High today in TO: -6. Dewpoint then: -13. High dewpoint: -12.
Low today on the balcony: -11.7. High: -6.3. Currently: -11.7.

High yesterday, here: -3. Dewpoint then: -7. High dewpoint: -7.
High yesterday in TO: -2. Dewpoint then: -7. High dewpoint: -7.
Low yesterday on the balcony: -6.4. High: -3.5.

So much for my pretty string of 1's. Bad time for technical difficulties: had lots to say there, about the tragedy of the commons, and the impossibility of conservatism, and re-readings of things about happiness, but now I have to mark things, run in circles, scream and shout, sleep, Greyhound, etc. (Program for upcoming APA-Pacific arrived today; it has a paper with a topic very much like the one I'd mainly been thinking of doing up and submitting for APA-East next week (namely: Sumner is wrong that Aristotle's eudaimonia is not our happiness), which is not such a happy development. But as a result of yesterday's re-readings, there are a bunch of things I might do. Hey, I've got a whole week....)

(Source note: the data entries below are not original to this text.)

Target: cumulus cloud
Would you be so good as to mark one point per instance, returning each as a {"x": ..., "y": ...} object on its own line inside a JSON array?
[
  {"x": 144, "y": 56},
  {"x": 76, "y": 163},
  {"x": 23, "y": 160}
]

Well, here's one thing that I've been meaning to get in for the last couple of days at least, that's representative of a lot: last year (or was it two years ago now?), a big new reading room opened at the York library. It's actually an expanded periodicals room; basically, it's the equivalent of the periodicals floor in the WLU library (which I was informed, last night, is "the group study floor", and which is in actual fact the party floor, now that the term is in full swing). Now, the thing about this room is, one of the exciting features drawn to everyone's attention about it when it opened is the sound-damping technologies it incorporates. (I dunno, foam on the walls and suspended ceilings or something.) Think about that: sound-damping technologies, in a library. When it's come to that, you know, it's all over. Which actually speaks further to the myth of the Ivory Tower. There's no place to hide.

A couple of weeks ago I saw, and more to the point heard, a guy walking around in the York library talking on his cellphone on walkie-talkie.

Adelman, in his book on residences, criticizes the traditional placement of libraries and student union buildings as opposite poles of the campus, symbolizing drudgery and recreation: you don't want what you're there for. These days, the library might as well be the student union building. But then, one of the main themes of that book is that the universities were always overrun with hooligans, much worse, sometimes, than they are these days.